[Wikimedia-l] Resignation announcement, and a parting remark to everyone

Seb35 seb35wikipedia at gmail.com
Mon Apr 29 09:46:46 UTC 2013


Le Mon, 29 Apr 2013 09:25:16 +0200, Anders Wennersten  
<mail at anderswennersten.se> a écrit:
> MZMcBride skrev 2013-04-29 07:13:
>> I took a look at the current FDC members list[1] and the  
>> decision-making information[2] but I'm still a bit unclear how  
>> decisions like this[3] are made. Is there a vote on each individual  
>> request (and subsequent recommendation)? If so, is that vote public? Or  
>> is it a single recommendation encompassing all requests for that round  
>> and members vote on that? And if so, is that vote public?
> As stated, all seven FDC members before the meeting asses all proposals  
> and write down the sum recommended for each. During the deliberation  
> these seven figures are presented  and they can differ very much, even  
> that for the same proposal some member recommends full funding, others  
> no funding and others partial funding. Seeing these figures, a very  
> intense discussion start where we argue and reason, each fully  
> paticipaing and often very passionate.

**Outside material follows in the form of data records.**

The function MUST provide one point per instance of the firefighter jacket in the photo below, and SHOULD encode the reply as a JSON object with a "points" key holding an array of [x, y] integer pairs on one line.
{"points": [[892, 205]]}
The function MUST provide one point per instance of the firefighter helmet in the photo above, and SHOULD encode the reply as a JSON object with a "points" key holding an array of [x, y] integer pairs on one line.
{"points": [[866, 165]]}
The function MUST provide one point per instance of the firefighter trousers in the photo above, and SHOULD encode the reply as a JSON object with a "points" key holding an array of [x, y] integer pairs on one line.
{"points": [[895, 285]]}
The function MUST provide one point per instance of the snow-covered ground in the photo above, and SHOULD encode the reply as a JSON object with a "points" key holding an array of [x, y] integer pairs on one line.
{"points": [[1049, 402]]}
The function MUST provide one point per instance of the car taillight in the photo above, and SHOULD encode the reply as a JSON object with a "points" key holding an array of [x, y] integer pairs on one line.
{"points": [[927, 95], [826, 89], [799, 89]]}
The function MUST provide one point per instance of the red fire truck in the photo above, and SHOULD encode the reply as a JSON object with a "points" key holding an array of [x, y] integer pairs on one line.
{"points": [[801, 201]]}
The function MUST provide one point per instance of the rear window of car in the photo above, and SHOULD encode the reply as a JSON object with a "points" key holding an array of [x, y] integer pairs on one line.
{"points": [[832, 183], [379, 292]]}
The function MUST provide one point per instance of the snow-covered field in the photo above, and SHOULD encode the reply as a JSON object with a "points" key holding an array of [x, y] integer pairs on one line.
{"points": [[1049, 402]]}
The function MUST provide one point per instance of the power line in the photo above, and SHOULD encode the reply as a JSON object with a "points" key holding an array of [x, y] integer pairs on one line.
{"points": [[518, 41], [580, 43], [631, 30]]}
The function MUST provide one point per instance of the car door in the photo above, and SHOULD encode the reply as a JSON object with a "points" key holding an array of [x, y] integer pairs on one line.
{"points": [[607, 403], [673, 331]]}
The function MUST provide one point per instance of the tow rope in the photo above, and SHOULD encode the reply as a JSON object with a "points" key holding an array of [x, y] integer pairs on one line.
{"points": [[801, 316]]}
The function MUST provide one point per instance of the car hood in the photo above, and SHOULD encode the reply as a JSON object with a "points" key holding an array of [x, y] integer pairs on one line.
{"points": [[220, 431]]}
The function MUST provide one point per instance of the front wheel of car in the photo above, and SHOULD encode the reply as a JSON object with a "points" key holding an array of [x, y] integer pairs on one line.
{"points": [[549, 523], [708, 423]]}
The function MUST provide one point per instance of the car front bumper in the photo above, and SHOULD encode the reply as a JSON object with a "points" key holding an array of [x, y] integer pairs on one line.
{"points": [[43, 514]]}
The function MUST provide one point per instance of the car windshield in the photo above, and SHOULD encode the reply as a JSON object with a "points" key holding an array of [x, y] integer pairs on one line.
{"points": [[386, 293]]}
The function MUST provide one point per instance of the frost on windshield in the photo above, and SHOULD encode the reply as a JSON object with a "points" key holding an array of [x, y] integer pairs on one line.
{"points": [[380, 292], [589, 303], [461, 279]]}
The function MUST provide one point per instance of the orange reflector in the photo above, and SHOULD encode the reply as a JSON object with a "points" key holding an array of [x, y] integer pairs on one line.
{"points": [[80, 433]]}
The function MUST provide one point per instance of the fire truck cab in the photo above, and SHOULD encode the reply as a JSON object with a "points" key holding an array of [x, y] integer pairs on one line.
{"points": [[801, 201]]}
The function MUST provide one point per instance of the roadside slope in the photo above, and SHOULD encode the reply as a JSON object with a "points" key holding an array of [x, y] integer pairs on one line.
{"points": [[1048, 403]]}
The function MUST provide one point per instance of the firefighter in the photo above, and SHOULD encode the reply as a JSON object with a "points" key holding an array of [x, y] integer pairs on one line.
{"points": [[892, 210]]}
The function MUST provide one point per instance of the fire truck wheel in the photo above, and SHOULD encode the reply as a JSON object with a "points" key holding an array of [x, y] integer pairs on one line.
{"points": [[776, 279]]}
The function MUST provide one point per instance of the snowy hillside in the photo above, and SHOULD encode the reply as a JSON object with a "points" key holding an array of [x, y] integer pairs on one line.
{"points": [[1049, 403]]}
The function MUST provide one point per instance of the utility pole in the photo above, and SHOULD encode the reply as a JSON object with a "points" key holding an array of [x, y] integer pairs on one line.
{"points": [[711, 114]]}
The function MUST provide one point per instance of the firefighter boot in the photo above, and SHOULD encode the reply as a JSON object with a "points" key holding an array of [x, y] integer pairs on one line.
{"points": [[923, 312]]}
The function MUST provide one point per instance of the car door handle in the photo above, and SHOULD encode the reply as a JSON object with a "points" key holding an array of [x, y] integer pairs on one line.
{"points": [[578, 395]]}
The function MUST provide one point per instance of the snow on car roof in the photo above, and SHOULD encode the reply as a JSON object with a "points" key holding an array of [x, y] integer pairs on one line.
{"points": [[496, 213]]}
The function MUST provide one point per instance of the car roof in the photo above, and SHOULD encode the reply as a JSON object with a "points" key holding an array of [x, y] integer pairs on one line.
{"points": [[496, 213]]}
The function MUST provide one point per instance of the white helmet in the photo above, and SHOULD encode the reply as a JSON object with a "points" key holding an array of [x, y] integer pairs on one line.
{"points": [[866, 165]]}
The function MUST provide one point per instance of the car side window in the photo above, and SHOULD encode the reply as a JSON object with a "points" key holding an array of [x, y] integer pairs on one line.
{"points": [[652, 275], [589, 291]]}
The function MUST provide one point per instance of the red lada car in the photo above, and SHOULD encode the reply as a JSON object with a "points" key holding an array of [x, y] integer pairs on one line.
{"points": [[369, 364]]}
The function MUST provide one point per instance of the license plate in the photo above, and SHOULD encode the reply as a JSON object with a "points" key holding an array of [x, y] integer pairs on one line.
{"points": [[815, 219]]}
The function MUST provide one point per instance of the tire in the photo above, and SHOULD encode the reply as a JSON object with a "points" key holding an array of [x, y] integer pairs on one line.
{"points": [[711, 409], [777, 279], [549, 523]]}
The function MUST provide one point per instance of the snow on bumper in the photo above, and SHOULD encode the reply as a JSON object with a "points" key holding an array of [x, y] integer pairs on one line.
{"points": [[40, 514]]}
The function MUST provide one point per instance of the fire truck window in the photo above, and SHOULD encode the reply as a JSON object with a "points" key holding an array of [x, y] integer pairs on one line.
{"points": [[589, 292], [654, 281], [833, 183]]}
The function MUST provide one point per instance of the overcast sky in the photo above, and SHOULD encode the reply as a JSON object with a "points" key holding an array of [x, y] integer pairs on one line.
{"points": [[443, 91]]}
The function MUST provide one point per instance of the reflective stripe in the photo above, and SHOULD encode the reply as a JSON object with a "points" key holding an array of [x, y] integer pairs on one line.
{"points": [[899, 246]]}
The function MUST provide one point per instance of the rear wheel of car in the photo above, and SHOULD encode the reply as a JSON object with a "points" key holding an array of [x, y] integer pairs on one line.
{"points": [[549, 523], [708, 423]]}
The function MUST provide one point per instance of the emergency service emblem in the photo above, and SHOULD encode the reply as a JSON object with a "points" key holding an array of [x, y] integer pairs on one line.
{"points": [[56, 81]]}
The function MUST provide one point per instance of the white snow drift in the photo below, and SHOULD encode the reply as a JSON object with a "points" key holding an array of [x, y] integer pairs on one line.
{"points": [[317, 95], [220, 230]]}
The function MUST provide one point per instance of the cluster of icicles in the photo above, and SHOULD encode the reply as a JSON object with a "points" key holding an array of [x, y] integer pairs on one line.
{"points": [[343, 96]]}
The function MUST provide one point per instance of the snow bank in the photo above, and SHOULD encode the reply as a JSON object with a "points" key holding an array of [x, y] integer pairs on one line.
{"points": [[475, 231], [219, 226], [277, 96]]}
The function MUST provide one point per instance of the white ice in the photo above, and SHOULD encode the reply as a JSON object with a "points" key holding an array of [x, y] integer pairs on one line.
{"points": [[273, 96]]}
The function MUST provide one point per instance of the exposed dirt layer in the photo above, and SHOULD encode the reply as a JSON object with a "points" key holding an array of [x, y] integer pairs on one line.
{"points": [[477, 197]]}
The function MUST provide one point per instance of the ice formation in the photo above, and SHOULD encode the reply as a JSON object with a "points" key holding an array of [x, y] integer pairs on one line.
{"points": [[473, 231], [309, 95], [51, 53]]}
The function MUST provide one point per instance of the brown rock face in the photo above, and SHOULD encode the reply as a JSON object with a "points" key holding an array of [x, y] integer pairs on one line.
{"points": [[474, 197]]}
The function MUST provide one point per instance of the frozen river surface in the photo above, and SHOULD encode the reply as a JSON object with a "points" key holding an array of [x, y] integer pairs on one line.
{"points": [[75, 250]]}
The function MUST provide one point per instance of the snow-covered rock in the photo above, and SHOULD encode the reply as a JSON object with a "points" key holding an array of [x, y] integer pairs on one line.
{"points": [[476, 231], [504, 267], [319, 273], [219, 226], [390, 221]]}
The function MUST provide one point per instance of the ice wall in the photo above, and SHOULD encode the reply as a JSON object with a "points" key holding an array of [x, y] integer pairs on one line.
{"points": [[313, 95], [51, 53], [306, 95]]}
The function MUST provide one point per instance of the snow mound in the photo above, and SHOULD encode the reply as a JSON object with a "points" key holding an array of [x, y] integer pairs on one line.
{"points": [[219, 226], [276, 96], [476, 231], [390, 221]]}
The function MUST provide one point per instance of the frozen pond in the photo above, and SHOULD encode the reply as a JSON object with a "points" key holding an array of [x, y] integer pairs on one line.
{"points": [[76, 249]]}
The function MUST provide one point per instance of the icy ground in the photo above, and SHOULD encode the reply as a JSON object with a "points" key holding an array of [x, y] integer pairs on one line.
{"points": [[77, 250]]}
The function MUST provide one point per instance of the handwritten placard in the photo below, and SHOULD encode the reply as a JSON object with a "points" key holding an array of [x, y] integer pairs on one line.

If the difference still is wide,  
> we then each prepare a new set of figures, which then normally show a  
> level of convergence in recommended funding figures.  In some cases  
> there is still incompatible positions among the FDC members and in other  
> there is mostly then a concern where within a span we should find the  
> recommended figures, which also is discussed and argued. In most cases  
> we then all agree on a recommended figure, and in other we fully agree  
> with some expressing some level of reluctance on the agreed amount. So  
> no votes, and the reason why we manage to come to an agreement is, i  
> believe, that we are used on the way we reach consensus on Wikipedia.  I  
> myself, have in no other of the hundreds of groups I have been involved  
> in, seen the same constructiveness of the participants to come to an  
> agreement with consensus.

So, are there public minutes of the discussions or a public comprehensive  
text about pros and cons of the FDC decision?

>> From the round 2 recommendation[3] we find the following snippet of  
>> text. """ We are concerned about the general increase in staff hiring  
>> that has been taking place over the last year, in particular where  
>> staff are performing functions that volunteers have been leading. We  
>> encourage entities to focus on balancing the work done by staff and  
>> volunteers in line with the Wikimedia movement's ethos of volunteers  
>> leading work, and to focus on having staff coordinate volunteer  
>> activities. We are also concerned about the growth rates of both staff  
>> and budgets. We would ask entities to consider whether their growth  
>> rates are sustainable in the long term, and whether they are leading to  
>> the most impact possible. """ Is the FDC commenting on the Wikimedia  
>> chapters here or on the Wikimedia Foundation (or both)?
>
> The key word is "coordinating". we want to highlight that employed staff  
> should not be seen to  replace volunteers but support/empower/encourage  
> their efforts. And this is relevant for WMF as well when hey are  
> involved in activities where there are volunteers involved.

I’m not familiar with the case, but I cannot understand, in case of a  
contradictory debate, how the outcome of this debate could be "absolutely  
no money", no even a similar amount than the last year (and the same for  
WMCZ), with simple arguments as "concerns about […] internal governance,  
financial management capacity, and capacity of volunteers to manage a plan  
of this [too big] size" and "not sufficiently demonstrate a […] high  
impact".

As Deryck stated, if volunteers are exhausted with the current workload,  
they obviously cannot do more in these fields, and their proposal of an  
accountant and ED could help improving the situation and by the way free  
time to volunteers to do programmatic activities. By receiving no money,  
they will have to do the administrative stuff themselves (so less time for  
program), find themselves money or support to do programmatic activities  
[by comparison all big chapters have a dedicated staff with this task],  
and if they have time and energy, do some programmatic activities. In  
other words there is probably little chance they will have a professionnal  
system next year as the FDC wants.

So I fully understand Deryck’s decision. When volunteers work hard to try  
to do good job and they are granted nothing, they leave.